C. Vocational Expert Testimony
Plaintiff also contends that the ALJ's hypotheticals to the vocational expert ("VE") were inadequate because they did not describe any limitations to the amount of time Plaintiff could sit continuously before taking a break. (See Pl. Mem. 26-30.) Plaintiff asserts that this limitation could have affected the VE's opinions as to whether someone with Plaintiff's limitations could perform the work of a receptionist. (See id.) The Commissioner responds that there is no supporting medical evidence that Plaintiff could not sit for prolonged periods, and, therefore, the ALJ did not have to include limitations that did not exist on the record. (See Comm'r Reply 9-10.)
An ALJ is permitted to rely on a vocational expert's testimony regarding a hypothetical provided the facts of the hypothetical are based on substantial evidence and accurately reflect the limitations and capabilities of the claimant. See Dumas v. Schweiker, 712 F. 2d 1545, 1553-54 (2d Cir. 1983). Here, as discussed supra § IV.C, the ALJ failed to develop the record sufficiently as to Plaintiff's limitations in sitting for prolonged periods of time. Accordingly, on remand, after obtaining and considering additional information from Dr. Moosazadeh, the ALJ must reconsider whether it is appropriate to seek additional testimony from a VE and modify his hypotheticals to include the new evidence of limitations, particularly as it relates to the amount of time Plaintiff can sit continuously.

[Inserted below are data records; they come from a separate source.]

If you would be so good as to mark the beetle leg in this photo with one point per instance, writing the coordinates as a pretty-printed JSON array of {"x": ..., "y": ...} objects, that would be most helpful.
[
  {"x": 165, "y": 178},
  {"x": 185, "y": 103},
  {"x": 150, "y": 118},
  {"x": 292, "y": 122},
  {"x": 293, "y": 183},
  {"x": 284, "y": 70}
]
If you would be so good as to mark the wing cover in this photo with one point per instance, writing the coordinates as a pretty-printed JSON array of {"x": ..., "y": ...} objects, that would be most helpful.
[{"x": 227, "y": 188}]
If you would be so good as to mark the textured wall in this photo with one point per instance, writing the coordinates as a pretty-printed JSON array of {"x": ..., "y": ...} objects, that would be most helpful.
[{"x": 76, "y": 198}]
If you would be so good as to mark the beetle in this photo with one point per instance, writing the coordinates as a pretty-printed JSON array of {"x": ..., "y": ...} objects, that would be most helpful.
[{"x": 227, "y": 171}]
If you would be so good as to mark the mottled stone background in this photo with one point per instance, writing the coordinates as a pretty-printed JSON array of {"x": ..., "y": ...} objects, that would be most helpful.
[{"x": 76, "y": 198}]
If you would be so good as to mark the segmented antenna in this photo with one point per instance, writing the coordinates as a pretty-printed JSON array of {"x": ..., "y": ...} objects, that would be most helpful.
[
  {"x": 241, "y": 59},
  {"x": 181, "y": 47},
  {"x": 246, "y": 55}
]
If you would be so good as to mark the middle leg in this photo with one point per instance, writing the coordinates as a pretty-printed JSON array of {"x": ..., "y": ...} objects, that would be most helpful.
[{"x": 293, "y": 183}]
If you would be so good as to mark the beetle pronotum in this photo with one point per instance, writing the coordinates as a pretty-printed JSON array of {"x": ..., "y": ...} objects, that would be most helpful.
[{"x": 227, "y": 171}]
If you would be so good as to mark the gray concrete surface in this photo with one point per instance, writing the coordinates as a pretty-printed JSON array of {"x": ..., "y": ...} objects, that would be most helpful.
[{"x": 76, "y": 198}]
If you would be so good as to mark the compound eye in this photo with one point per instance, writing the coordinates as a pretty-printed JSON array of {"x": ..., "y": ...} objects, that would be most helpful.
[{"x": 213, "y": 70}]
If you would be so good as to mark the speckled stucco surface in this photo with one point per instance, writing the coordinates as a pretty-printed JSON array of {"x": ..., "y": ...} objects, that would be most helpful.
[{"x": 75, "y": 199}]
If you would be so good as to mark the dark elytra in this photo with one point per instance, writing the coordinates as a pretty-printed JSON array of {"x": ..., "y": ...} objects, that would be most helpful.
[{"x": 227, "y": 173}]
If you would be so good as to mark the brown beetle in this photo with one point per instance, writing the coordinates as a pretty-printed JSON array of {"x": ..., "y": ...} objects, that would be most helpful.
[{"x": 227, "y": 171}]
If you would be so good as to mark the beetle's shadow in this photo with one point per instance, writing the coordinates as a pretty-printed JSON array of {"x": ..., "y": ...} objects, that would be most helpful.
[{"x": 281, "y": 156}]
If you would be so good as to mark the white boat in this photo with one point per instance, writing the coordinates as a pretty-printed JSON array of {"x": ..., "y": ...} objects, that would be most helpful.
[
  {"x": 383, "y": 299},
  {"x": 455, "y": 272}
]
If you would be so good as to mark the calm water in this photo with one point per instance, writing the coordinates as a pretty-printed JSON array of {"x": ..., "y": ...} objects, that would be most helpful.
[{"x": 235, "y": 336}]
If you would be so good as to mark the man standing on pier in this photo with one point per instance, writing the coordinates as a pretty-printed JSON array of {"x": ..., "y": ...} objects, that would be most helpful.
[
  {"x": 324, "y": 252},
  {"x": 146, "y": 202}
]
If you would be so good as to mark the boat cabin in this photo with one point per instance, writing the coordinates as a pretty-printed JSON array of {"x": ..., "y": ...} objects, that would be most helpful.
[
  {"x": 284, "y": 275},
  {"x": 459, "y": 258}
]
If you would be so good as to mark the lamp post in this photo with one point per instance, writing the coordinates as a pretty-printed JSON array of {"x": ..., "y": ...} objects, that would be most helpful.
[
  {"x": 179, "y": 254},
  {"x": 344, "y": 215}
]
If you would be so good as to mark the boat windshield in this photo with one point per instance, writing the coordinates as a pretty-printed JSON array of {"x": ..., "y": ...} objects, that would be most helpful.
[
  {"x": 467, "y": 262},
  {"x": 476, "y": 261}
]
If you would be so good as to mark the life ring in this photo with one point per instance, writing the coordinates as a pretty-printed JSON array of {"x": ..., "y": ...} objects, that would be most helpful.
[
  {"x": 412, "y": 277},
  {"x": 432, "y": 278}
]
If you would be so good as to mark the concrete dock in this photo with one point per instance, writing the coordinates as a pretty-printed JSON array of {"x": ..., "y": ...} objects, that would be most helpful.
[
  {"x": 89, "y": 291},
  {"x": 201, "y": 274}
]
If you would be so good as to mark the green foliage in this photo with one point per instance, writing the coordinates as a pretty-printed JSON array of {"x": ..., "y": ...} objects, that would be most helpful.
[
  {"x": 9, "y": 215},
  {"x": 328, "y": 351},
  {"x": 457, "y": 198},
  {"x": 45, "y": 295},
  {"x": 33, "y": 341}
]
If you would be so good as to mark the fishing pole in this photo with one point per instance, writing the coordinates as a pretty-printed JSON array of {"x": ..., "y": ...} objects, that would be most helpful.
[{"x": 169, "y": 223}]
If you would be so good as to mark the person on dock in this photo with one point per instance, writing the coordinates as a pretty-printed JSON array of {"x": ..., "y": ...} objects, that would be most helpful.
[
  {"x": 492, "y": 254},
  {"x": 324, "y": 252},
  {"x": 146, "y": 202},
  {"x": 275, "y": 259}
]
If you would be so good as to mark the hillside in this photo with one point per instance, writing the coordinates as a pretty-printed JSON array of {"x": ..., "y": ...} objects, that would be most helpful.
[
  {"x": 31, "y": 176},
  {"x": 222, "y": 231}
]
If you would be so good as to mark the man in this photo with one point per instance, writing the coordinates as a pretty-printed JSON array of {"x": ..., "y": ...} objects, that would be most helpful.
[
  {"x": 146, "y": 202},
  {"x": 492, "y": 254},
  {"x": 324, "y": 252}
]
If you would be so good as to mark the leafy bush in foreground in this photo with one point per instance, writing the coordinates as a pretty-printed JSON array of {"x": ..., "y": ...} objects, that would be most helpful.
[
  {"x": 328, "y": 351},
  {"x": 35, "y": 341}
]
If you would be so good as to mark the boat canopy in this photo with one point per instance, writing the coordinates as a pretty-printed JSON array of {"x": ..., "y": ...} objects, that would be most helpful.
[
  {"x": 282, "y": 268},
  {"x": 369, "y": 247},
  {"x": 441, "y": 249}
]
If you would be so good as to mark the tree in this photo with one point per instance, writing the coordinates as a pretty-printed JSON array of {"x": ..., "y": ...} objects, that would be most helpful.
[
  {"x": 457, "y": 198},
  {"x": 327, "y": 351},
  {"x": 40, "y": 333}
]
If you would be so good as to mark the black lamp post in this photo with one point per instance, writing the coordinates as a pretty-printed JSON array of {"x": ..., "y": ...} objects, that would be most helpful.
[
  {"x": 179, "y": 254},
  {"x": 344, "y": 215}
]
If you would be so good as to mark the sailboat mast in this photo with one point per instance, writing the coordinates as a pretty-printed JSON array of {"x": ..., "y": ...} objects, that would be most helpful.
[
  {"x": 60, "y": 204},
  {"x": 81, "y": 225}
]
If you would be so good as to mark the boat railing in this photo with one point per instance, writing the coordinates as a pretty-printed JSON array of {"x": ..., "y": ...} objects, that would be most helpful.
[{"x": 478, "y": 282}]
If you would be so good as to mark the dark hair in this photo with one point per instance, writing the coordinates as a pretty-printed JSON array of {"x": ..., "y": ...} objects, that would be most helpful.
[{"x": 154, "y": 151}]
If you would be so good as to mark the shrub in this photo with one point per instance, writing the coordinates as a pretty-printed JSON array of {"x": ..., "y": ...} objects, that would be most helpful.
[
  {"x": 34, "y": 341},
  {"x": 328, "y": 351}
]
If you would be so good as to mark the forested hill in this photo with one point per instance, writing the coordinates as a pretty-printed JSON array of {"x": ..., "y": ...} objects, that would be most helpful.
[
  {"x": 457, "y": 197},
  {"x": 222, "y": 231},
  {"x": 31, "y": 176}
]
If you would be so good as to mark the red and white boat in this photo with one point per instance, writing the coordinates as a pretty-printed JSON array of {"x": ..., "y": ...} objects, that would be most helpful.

For the foregoing reasons, the Commissioner's motion is denied and Plaintiff's motion for judgment on the pleadings is granted. Accordingly, pursuant to the fourth and sixth sentences of 42 U.S.C. § 405(g), the Commissioner's decision is reversed and this matter is remanded for further administrative proceedings consistent with this opinion. On remand the ALJ shall: (i) fully develop the administrative record by obtaining more information from the treating physician as to Plaintiff's limitations; (ii) reassess Plaintiff's credibility in light of her prior work history; and (iii) obtain new VE testimony using modified hypotheticals, if appropriate, in light of any new evidence acquired by the ALJ.